Theodora Aidoo November 25, 2019
Nzinga Shaw, now Starbucks global Chief Diversity and Inclusion Officer. Pic Credit:

American coffee company and coffeehouse chain, Starbucks has hired Nzinga Shaw as global chief inclusion and diversity officer.

After five years, Shaw exits the Atlanta Hawks and Philips Arena where she has been chief diversity and inclusion officer.

“I am overly grateful to the Hawks ownership, CEO Steve Koonin and NBA organization for giving me an opportunity to create internal and external programs with diversity at the core,” Shaw wrote on LinkedIn.

Shaw is an alumna of Spelman College, the University of Pennsylvania, and was a study abroad scholar at Oxford University in the United Kingdom.

Prior to becoming the first Chief Diversity and Inclusion Officer in the NBA for the Atlanta Hawks & State Farm Arena she was a Senior Vice President, Diversity & Inclusion Officer at the world’s largest and most profitable public relations agency, Edelman.

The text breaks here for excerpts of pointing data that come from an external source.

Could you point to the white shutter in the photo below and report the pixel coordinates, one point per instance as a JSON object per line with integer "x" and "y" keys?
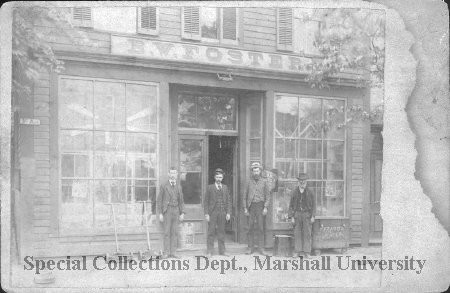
{"x": 190, "y": 19}
{"x": 284, "y": 29}
{"x": 229, "y": 29}
{"x": 148, "y": 20}
{"x": 82, "y": 16}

Starbucks hires Nzinga Shaw as global Chief Inclusion & Diversity Officer
Pic Credit:

She has also worked in human resources at Essence Magazine, the Yankees Entertainment & Sports Network, and the National Football League.

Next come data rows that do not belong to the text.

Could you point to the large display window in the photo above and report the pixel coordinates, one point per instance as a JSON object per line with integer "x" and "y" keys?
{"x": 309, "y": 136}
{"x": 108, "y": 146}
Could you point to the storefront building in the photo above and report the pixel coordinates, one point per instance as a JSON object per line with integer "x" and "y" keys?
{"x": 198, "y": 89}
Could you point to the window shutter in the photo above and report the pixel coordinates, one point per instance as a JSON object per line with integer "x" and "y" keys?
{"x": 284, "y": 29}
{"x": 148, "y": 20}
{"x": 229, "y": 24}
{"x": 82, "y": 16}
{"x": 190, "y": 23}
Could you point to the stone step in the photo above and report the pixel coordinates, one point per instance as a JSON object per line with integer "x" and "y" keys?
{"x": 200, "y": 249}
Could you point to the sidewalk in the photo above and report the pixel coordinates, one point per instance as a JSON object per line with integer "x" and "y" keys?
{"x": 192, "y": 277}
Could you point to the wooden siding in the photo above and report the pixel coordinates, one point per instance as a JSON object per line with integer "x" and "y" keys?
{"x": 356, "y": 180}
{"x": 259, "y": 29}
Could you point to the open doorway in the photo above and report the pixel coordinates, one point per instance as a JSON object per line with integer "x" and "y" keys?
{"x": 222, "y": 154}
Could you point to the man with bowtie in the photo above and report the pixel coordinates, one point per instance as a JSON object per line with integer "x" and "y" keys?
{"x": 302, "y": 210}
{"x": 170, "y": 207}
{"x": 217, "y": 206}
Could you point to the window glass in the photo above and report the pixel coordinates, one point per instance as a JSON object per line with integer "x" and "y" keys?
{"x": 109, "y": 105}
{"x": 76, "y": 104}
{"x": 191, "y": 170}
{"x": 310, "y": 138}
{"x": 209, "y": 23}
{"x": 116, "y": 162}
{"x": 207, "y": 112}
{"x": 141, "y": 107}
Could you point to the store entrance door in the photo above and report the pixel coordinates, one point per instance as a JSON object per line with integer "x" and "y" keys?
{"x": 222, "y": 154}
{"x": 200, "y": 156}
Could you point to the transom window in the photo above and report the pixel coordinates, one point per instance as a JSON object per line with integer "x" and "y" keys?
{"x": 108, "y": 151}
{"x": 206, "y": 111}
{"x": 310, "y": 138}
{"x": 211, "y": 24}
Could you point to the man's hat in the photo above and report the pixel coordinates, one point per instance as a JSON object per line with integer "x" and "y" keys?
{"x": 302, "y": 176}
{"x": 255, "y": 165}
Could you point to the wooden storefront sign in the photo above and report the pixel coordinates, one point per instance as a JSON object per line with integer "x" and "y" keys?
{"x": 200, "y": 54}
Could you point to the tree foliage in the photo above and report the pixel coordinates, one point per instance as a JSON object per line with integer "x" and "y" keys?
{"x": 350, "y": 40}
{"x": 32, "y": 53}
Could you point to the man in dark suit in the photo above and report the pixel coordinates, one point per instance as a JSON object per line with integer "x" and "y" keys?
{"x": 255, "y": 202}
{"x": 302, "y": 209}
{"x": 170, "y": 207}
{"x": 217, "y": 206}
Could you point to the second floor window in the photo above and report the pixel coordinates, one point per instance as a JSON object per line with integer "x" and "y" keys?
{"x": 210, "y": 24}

Meanwhile, Shaw is also on the Board of Directors of the National Black Public Relations Society and the Georgia Diversity Council and was named among the 2017 Atlanta Business Chronicle 40 Under 40 Awards honoree

Reacting to her new role, Shaw said she is “thrilled to join such an iconic brand as Starbucks to leverage the power of Inclusion “one cup, one person, one community at a time!”

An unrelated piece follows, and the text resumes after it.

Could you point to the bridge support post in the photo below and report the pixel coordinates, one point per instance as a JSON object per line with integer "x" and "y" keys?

Shaw, an experienced executive with extensive hands-on experience and knowledge of diversity & inclusion, change, talent acquisition, organizational planning, employee relations, branding, and community engagement said her daughter is her inspiration.

“She is the light of my life, she makes me think about all of the possibilities for the future. She gives me hope that the world can be a better place than it was when I was growing up. She’s in a very multi-cultural school that is not segregated and I see so much hope for equity and for equality looking through the lens of her eyes. So, she inspires me to continue to do this work because I know that I can hopefully shape and change a generation,” Shaw said.